Question

Internal stop codons in protein sequences

0

Entering edit mode

8.0 years ago

vivekananthrp ▴ 20

Hi, there are protein sequences with internal stop codons (* in between).

For example,

http://www.candidagenome.org/cgi-bin/protein/proteinPage.pl?dbid=CAL0000175821&seq_source=C.%20albicans%20SC5314%20Assembly%2022

What does these many internal stop codon means? While running bioinformatics predictions should I remove these *? Or should I remove these sequence from the fasta file before analysis?

Thanks in advance.

-Vivek Ananth

fasta sequence • 4.5k views

ADD COMMENT • link updated 19 months ago by Ram 44k • written 8.0 years ago by vivekananthrp ▴ 20

score 3 · Answer 1 · 2016-12-07

3

Entering edit mode

8.0 years ago

Brian Bushnell 20k

That means the annotation is incorrect. The frame is wrong, or the sequence is wrong, or there isn't really a gene there.

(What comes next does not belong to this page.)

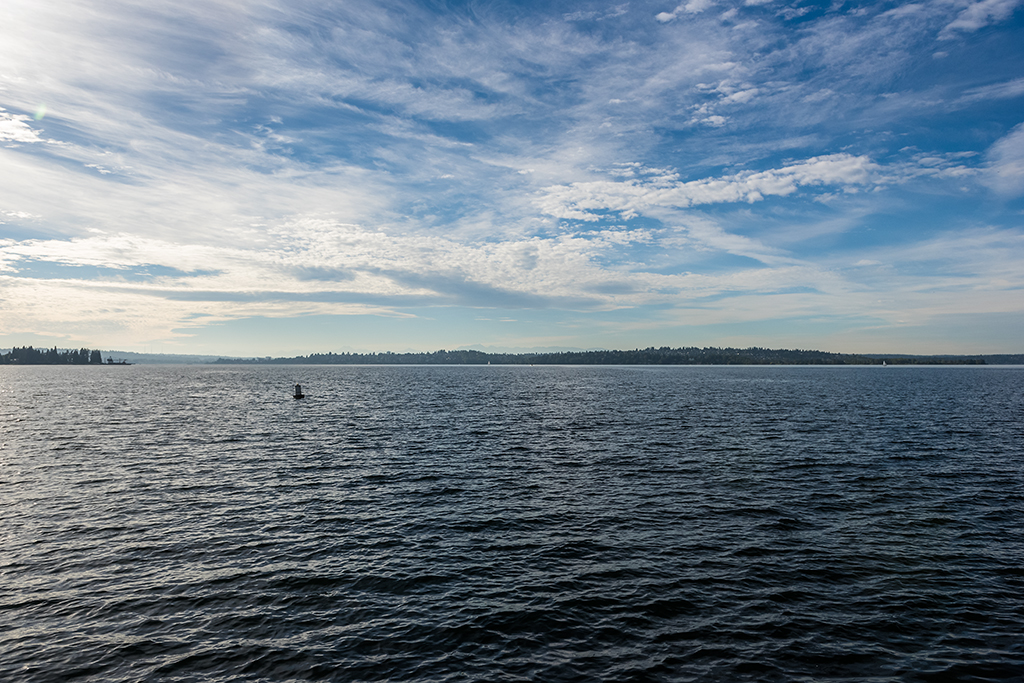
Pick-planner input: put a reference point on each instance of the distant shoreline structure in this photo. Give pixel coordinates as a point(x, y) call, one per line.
point(648, 356)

ADD COMMENT • link 8.0 years ago by Brian Bushnell 20k

score 2 · Answer 2 · 2016-12-07

No idea why the amino acid sequence is so full of errors but, if you download the DNA sequence and translate it yourself, it produces a single open reading frame. You may want to contact the webmaster at CGD about this problem.

FYI, I thought it might be due to the alternative genetic code used by Candida (both nuclear and mitochondrial genes contain variant codons), but that's not the explanation.